Book By: Donrichard Riso & Russ Hudson
Review By: Theresa Lyon
College of Community and Public Service Undergraduate Advising Center
Grand Valley State University

Academic advisors are constantly striving to define the actions, thought processes, and behaviors of the students they serve. Often, advisors may turn to relevant theories to explore human behavior and, though not developed specifically to address the needs of academic advisors, the Riso-Hudson Enneagram Type Indicator [RHETI] is an intriguing addition to the field. In “Discovering Your Personality Type”, Don Richard Riso and Russ Hudson present their version of a universal typology indicator, which they claim has as many unique uses as it does users (p. 4). While the intro is a bit effusive, referencing spiritual forces and the enneagram’s roots in Greek philosophy, it would behoove advisors to dig deeper into the text and examine what role the enneagram can play in furthering one’s understanding of the self and those around them. As a typology, the RHETI seeks to outline notable patterns of human behavior by defining nine distinctive types. The nine types are simply titled numerically, with very basic titles that prompt the reader to delve further into the unique description that fits their designated type.

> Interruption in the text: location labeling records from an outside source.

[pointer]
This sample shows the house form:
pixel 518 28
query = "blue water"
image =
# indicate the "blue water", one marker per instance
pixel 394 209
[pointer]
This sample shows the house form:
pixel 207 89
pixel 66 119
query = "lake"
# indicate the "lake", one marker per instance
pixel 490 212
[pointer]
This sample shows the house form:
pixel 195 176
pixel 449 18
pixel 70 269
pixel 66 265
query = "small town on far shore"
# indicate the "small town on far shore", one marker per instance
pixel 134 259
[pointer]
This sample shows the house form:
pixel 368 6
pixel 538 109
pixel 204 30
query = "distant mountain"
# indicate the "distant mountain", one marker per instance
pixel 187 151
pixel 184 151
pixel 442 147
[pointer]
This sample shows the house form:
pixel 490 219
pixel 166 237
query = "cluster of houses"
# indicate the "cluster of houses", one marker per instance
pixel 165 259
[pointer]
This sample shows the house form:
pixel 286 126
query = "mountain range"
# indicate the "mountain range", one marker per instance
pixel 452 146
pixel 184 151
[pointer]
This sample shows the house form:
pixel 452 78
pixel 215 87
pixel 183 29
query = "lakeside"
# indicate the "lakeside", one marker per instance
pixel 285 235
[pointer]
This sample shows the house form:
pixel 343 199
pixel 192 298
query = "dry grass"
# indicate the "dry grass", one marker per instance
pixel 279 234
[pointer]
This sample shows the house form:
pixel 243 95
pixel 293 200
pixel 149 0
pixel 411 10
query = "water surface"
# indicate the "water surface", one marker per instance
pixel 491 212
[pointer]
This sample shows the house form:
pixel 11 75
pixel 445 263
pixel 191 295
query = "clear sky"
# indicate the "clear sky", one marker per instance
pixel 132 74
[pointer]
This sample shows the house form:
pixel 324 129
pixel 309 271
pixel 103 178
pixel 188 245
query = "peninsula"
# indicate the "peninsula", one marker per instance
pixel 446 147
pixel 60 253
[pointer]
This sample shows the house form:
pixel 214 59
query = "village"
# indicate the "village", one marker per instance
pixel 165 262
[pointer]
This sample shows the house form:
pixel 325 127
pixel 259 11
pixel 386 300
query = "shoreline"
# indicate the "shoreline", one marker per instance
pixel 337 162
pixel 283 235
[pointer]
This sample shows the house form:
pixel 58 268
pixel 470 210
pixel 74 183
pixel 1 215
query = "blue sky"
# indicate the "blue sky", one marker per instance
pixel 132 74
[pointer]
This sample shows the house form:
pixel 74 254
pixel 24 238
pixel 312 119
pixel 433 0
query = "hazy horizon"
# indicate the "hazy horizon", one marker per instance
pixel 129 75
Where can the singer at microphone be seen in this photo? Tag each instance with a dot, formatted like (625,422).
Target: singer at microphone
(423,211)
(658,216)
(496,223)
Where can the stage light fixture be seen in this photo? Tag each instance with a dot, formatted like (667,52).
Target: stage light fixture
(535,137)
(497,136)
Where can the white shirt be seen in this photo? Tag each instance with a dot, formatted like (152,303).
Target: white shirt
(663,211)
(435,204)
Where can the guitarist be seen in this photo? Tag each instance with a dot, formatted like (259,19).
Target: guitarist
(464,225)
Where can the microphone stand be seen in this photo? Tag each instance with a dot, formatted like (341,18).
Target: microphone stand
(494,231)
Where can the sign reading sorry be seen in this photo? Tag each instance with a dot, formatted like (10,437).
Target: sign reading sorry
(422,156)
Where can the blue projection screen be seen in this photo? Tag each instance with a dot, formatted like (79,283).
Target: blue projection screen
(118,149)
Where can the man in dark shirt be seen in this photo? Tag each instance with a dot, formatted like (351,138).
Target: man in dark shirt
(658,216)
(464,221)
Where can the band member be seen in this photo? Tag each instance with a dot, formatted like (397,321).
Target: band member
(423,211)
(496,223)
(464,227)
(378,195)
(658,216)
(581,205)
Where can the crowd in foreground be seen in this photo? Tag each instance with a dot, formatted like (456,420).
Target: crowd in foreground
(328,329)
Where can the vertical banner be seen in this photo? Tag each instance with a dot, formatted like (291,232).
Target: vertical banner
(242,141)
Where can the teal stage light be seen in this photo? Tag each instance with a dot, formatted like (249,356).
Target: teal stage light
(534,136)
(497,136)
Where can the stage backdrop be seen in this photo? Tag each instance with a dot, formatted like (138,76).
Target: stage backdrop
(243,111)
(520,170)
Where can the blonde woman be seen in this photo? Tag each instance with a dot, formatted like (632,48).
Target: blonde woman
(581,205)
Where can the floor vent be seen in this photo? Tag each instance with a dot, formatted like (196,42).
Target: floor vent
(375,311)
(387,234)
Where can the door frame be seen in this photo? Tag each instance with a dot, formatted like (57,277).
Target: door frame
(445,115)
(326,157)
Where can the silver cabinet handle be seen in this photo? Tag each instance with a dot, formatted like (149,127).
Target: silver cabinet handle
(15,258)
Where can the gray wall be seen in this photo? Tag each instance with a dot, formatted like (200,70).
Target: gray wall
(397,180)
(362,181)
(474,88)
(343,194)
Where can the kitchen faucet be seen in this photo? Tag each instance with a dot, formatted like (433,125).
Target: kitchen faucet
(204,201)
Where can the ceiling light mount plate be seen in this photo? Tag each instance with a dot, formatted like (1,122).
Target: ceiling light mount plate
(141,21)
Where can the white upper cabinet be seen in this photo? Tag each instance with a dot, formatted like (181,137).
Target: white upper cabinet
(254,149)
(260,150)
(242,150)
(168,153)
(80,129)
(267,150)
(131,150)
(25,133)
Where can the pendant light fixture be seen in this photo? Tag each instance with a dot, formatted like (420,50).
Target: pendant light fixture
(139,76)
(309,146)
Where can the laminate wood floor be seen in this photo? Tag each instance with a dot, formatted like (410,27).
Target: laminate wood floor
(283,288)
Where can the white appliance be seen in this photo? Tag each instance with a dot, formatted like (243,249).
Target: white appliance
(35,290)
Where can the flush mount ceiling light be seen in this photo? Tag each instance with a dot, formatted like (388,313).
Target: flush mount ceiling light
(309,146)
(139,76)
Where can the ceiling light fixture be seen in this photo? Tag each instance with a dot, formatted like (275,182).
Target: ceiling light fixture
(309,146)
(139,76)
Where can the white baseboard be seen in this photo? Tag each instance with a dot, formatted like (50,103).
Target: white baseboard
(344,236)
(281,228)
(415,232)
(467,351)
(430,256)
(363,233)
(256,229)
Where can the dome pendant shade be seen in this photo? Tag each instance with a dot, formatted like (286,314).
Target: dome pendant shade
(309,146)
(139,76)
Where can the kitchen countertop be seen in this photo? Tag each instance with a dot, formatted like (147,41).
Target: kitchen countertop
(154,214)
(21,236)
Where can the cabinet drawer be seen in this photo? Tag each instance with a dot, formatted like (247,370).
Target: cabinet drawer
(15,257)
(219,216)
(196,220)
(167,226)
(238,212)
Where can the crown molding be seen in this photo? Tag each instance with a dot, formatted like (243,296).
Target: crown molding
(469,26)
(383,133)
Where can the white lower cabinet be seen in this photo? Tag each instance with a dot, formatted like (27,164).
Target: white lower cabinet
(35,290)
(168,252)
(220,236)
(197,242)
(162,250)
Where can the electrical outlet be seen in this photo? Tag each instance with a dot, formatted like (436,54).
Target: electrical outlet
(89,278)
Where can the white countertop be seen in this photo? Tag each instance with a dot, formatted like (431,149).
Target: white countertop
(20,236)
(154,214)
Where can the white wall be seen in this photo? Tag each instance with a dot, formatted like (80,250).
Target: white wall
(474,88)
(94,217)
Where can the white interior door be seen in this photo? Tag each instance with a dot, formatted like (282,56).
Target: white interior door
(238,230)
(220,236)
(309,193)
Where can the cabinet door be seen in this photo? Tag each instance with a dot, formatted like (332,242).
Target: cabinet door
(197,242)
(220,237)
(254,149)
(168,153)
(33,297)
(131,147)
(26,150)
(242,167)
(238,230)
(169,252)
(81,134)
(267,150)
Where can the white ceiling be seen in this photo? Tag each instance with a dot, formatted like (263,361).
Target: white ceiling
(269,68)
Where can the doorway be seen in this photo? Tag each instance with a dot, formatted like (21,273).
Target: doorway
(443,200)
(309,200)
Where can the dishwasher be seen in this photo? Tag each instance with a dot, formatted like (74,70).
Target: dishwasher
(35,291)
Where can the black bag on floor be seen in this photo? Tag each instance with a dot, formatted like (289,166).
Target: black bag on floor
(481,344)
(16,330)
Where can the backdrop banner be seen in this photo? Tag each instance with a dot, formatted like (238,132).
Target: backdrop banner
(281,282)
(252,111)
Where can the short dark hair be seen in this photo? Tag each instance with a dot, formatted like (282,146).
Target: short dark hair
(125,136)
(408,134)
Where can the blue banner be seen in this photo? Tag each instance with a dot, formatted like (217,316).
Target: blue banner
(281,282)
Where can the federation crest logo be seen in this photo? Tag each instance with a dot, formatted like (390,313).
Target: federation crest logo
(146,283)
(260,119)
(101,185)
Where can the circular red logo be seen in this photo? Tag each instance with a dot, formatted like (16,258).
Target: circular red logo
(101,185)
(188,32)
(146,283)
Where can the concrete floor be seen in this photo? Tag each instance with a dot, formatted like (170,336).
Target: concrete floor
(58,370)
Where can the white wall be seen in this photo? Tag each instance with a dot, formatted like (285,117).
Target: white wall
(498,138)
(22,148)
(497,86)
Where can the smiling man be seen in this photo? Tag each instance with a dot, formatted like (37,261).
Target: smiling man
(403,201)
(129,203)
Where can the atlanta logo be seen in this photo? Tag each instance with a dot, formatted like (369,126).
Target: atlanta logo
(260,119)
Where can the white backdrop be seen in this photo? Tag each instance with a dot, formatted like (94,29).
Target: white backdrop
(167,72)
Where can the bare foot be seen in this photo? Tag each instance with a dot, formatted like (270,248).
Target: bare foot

The authors are quick to add in a dose of caution in regards to the limitations of the RHETI. First, the possibility is acknowledged that a person may fall within one or more type which may in turn contribute to a sense of confusion and inconclusiveness. This is compounded by the inherent complexity of the indicator, in which the authors outline that a person should see aspects of themselves in each type, with the RHETI merely outlining their strengths or preferences.

One of the most interesting takes in the introduction of the text is the argument of nature vs. nurture, which is indirectly touched upon when the authors contend that personality is largely inborn and the result of temperament. This could be perceived to be a limitation of the indicator based on the user’s view on human behavioral development. As with other typology theories, there is also the danger of misusing the personality descriptors to constrain one’s interaction with students based on their perceived position or type. Again, the RHETI attempts to circumvent this issue by outlining that the entire enneagram is understood to be within each individual, and it is merely one’s personality strengths and preferences that are portrayed through the completion of the test.

Where the RHETI falters is in its length and complexity in scoring. This is not a test that could be easily administered to students in an individual appointment, and scoring on sight would be difficult to accomplish in a timely manner. Also, the validation of the indicator stems primarily from a singular study as part of a doctoral dissertation. While the study, completed in 2001, did validate the application of the RHETI, additional studies will be necessary in the future to further examine the validity of the enneagram and its use in the field of higher education. After reviewing the text, my recommendation would be to engage the RHETI further and implement research which would allow for its continued development and potential implementation in an academic setting. The connection between each personality type is particularly interesting, and could potentially contribute positively to a greater understanding of human behavior in a post-secondary setting after adequate testing has been implemented.